Personal information
- National team: Tunisia
- Born: 15 November 1995 (age 30) Tunisia

Sport
- Country: Tunisia
- Sport: Shot put, discus
- Disability class: F41

Medal record
Women's para athletics
Representing Tunisia
Paralympic Games
| Silver medal – second place | 2016 Rio de Janeiro | Shot put F41 |
World Championships
| Bronze medal – third place | 2017 London | Shot put F41 |
| Bronze medal – third place | 2017 London | Discus throw F41 |

= Samar Ben Koelleb =

Tunisian Paralympic athlete

Samar Ben Koelleb (born 15 November 1995) is a Tunisian athlete who competes in both shot put and discus for her country. She won the silver medal in the women's F41 shot put at the 2016 Summer Paralympics, and bronze medals in both sports at the 2017 World Para Athletics Championships.

==Career==
Born on 15 November 1995 in Tunisia, Samar Ben Koelleb went on to compete for her nation in both discuss and shot put. Ben Koelleb competed at the 2016 Summer Paralympics in Rio de Janeiro, Brazil. Taking part in the F41 shot put on the first day of the games, she threw a distance of 8.36 m to win the silver medal behind fellow Tunisian Raoua Tlili with a throw of 10.19 m. She also competed in the F41 discus throw competition, but fell outside of the podium positions which were taken up by Irish athlete Niamh McCarthy in silver, and fellow Tunisians Fathia Amaimia in bronze, and Tlili who once again won the gold medal.
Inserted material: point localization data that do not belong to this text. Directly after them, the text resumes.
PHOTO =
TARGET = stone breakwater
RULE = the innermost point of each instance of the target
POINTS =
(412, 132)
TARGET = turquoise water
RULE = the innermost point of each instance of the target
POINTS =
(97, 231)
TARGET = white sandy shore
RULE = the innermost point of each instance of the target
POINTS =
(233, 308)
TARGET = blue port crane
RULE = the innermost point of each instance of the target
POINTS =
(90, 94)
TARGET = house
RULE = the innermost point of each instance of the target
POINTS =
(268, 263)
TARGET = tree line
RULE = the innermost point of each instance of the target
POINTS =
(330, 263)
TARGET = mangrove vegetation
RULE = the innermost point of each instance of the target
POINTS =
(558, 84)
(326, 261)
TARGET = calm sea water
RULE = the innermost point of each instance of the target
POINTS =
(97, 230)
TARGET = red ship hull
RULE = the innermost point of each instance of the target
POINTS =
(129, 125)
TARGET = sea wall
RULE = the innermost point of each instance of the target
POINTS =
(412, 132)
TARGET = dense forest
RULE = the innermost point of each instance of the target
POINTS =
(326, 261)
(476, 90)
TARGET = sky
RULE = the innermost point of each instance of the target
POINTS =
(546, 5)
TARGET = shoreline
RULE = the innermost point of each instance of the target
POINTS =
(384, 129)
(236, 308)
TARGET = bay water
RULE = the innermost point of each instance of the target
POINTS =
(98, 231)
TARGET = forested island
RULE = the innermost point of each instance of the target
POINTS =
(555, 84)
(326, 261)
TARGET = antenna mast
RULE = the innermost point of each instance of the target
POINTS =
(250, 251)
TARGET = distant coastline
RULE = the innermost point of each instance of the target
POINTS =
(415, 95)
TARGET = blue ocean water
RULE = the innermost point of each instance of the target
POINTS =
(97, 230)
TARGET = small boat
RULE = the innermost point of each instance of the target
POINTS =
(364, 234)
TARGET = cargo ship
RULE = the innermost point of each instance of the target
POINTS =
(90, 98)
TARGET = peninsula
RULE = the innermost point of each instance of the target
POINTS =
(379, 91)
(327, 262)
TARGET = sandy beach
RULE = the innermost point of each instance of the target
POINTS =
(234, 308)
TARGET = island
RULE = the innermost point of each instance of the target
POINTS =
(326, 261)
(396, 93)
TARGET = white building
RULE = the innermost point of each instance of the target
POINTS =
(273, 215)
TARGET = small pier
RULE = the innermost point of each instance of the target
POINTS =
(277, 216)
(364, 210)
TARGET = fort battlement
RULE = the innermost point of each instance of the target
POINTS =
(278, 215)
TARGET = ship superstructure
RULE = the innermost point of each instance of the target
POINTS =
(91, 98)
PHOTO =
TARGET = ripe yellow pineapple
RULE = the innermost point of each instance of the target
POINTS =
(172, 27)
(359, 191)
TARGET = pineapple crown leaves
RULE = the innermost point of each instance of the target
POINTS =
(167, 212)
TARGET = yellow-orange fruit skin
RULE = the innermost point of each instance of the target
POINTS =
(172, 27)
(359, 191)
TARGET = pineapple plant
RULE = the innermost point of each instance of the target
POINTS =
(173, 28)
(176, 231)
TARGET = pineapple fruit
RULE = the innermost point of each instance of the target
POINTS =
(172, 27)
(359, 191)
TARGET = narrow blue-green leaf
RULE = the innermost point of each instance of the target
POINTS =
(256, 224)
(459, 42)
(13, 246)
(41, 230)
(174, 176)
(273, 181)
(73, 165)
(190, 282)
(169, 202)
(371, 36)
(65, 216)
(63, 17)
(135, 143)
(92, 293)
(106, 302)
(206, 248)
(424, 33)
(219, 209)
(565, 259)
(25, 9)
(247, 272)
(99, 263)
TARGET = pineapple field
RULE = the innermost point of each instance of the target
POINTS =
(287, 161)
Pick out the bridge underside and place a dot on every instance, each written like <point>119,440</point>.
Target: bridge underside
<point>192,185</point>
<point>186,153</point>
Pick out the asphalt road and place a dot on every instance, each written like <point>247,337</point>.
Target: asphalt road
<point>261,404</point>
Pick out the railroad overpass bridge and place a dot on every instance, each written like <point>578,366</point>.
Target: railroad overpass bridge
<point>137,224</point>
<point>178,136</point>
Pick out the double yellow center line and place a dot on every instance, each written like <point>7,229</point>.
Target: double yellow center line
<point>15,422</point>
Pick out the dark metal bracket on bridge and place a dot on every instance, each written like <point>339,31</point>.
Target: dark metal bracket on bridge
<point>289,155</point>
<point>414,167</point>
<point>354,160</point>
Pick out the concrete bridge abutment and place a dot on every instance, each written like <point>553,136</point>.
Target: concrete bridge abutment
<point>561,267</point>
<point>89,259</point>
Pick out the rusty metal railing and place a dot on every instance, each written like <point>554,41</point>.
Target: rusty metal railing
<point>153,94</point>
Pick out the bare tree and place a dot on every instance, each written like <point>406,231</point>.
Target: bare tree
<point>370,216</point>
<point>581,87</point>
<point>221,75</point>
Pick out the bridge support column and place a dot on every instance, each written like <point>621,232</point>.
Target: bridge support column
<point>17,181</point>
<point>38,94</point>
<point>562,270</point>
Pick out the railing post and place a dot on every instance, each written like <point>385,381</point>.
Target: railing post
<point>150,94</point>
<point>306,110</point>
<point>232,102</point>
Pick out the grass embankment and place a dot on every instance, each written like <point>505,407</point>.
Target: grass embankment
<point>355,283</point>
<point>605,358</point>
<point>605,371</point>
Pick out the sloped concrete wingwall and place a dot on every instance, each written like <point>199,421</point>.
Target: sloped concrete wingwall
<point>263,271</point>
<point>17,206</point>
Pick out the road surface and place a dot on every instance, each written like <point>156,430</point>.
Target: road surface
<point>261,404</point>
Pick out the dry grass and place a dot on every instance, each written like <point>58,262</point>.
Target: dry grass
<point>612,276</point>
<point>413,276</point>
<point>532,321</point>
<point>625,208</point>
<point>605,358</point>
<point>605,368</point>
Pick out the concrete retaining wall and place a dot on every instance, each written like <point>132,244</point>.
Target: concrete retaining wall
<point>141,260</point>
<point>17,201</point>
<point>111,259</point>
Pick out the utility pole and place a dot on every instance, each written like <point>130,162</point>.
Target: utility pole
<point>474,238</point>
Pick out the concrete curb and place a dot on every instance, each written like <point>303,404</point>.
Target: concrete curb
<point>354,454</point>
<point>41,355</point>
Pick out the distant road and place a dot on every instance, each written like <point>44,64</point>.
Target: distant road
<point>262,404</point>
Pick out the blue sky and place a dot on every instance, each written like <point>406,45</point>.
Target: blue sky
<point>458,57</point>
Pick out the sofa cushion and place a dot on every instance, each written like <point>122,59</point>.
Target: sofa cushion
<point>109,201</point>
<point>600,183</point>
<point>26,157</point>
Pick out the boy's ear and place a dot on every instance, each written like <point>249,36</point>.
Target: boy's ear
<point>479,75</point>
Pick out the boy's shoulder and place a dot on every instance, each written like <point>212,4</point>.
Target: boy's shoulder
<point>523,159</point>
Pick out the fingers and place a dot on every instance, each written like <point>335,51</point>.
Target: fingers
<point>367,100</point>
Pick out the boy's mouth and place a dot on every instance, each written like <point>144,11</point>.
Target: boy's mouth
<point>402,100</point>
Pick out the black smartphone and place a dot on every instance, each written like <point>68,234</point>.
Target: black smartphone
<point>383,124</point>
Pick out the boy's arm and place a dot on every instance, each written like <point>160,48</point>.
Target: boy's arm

At the World Para Athletics Grand Prix, held in 2017 in Tunis, Ben Koelleb once again won the silver medal in the F41 discus competition on day one. She threw 8.59 m, only beaten once again by Tlili with 9.7 m. Later that year, she competed at the World Para Athletics Championships in London, at the site of the 2012 Paralympic Games. On this occasion, Ben Koelleb won two medals, a bronze in each of the F41 shot put and discus.